Dans les marais et les étangs :

- le Dactylorhize négligé (Dactylorhiza praetermissa*), en danger en Picardie ;

- le Mouron délicat (Anagalis tenella*), présent sur les rives exondables ;

- la Gentiane pneumonanthe (Gentiana pneumonanthe*), menacée en Picardie ;

- le Ményanthe trèfle-d’eau (Menyanthes trifoliata*), en danger de disparition ;

- la Parnassie des marais (Parnassia palustris*), rarissime dans les zones humides continentales ;

- la Grassette commune (Pinguicula vulgaris*), dont c’est ici la plus importante station du nord de la France ;

- le Séneçon à feuilles spatulées (Senecio helenitis*), exceptionnel en Picardie ;

- l’Utriculaire vulgaire (Utricularia vulgaris*), en danger de disparition en Picardie ;

- la Laîche de Davall (Carex davalliana), élément montagnard qui se trouve ici dans son unique station de Picardie ;

- l’Orthetrum brun (Orthetrum brunneum), très rare en Picardie ;

- le Cordulegastre annelé (Cordulegaster boltonii), dont les larves se développent dans les ruisselets ;

- l’Agrion délicat (Ceriagrion tenellum), qui affectionne les étangs tourbeux ;

- le Busard des roseaux (Circus aeruginosus), inscrit à la directive "Oiseaux".

Dans les bois :

- la Prêle d’hiver (Equisetum hyemale*), présente dans les sous-bois des frênaies alluviales ;

- l’Iris fétide (Iris foetidissima), espèce méditerranéo-atlantique rare ;

- le Pic noir (Dryocopus martius), inscrit à la directive "Oiseaux".

FACTEURS INFLUENCANT L’EVOLUTION DE LA ZONE

- Abandon des pratiques pastorales sur les prairies humides et les marais, qui conduit à un embroussaillement rapide et à une régression des espèces liées à ces milieux.

- Plantation massive de peupliers, souvent accompagnée d’un drainage des stations, détruisant les sols en place, par minéralisation de la tourbe, et modifiant donc la flore originelle.

- Maintien d’un pâturage bovin peu intensif sur les prairies des versants, permettant la conservation de types pelousaires remarquables.

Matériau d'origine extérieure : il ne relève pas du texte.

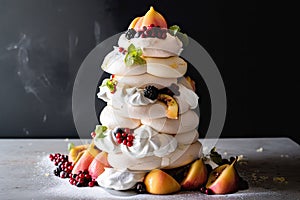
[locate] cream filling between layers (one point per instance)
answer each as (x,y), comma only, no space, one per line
(154,47)
(119,179)
(147,142)
(125,97)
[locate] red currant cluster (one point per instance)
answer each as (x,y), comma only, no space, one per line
(122,50)
(64,167)
(64,170)
(82,179)
(124,136)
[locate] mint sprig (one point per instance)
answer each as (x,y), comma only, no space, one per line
(99,130)
(215,156)
(175,31)
(133,56)
(110,84)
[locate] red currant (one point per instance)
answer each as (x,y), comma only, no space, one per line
(129,144)
(127,130)
(129,137)
(118,135)
(119,140)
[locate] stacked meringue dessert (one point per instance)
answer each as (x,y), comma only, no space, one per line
(148,122)
(148,138)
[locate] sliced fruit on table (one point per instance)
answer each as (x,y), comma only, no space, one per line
(196,176)
(223,179)
(86,159)
(159,182)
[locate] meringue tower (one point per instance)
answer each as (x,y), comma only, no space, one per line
(149,121)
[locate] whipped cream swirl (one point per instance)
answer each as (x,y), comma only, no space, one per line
(148,142)
(119,179)
(123,94)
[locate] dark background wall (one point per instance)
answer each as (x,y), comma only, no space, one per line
(43,42)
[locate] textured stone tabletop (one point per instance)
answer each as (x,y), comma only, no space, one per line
(270,165)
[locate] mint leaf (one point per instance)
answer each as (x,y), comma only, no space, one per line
(215,156)
(174,29)
(184,39)
(70,146)
(110,84)
(133,56)
(100,131)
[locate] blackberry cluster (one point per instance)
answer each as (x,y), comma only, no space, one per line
(140,188)
(151,92)
(171,91)
(130,33)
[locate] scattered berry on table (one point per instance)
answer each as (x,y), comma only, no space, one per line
(151,92)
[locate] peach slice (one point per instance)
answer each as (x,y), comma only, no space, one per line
(223,179)
(133,23)
(159,182)
(98,164)
(151,17)
(86,159)
(196,176)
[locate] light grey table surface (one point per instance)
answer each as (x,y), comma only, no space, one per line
(270,165)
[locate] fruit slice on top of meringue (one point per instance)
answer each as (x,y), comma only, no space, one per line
(150,33)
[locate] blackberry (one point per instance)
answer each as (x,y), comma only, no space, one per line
(140,188)
(172,90)
(151,92)
(130,33)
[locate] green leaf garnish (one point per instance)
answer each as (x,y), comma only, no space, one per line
(175,31)
(133,56)
(111,85)
(215,156)
(100,131)
(70,146)
(184,39)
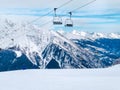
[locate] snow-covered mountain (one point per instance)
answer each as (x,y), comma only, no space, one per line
(25,46)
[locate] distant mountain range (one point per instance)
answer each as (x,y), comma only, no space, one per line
(25,46)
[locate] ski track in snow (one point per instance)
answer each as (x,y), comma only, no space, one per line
(69,79)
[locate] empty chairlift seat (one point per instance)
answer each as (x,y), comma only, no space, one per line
(57,20)
(68,23)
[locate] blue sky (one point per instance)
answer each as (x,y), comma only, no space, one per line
(100,16)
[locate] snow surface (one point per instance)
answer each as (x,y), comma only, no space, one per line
(18,53)
(69,79)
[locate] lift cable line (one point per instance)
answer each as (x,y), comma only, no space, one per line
(44,16)
(50,12)
(83,6)
(68,21)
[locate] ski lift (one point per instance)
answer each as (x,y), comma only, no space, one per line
(56,19)
(69,22)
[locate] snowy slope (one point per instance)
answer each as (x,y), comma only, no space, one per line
(45,48)
(80,79)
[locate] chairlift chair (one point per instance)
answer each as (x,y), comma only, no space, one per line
(69,22)
(56,19)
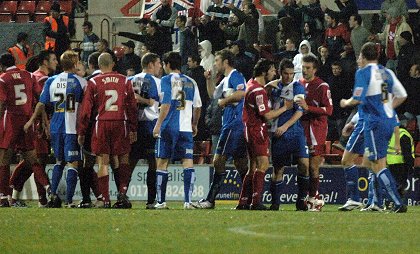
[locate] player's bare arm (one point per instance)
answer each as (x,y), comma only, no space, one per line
(164,110)
(39,109)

- Substrat géologique très aride sur les versants, limitant l’évolution des pelouses abandonnées.

- Création de plans d’eau, dans les zones tourbeuses, permettant un rajeunissement des milieux, mais entraînant également une eutrophisation des eaux liée à l’élevage du poisson.

- Entretien des layons de chasse dans les marais, permettant la survie d'espèces et de milieux gravement menacés et palliant ponctuellement l’abandon des pratiques de fauche dans les marais.

- Brûlage intempestif des roselières et autres végétations de marais, accélérant l’atterrissement et l’eutrophisation des marais.

- Migration de fertilisants et de biocides depuis les cultures du plateau vers les pelouses et les pâtures, nuisible à la flore et à la faune.

N.B. : Les espèces végétales dont le nom latin est suivi d'un astérisque sont légalement protégées.

Comments on the delimitation

Les contours du site reprennent pour l'essentiel les limites entre la vallée et le plateau agricole, soit la convexité sommitale des versants. A l'aval, la vallée s'ouvre et change de nature et d'occupation des sols à partir de Mont-Notre-Dame.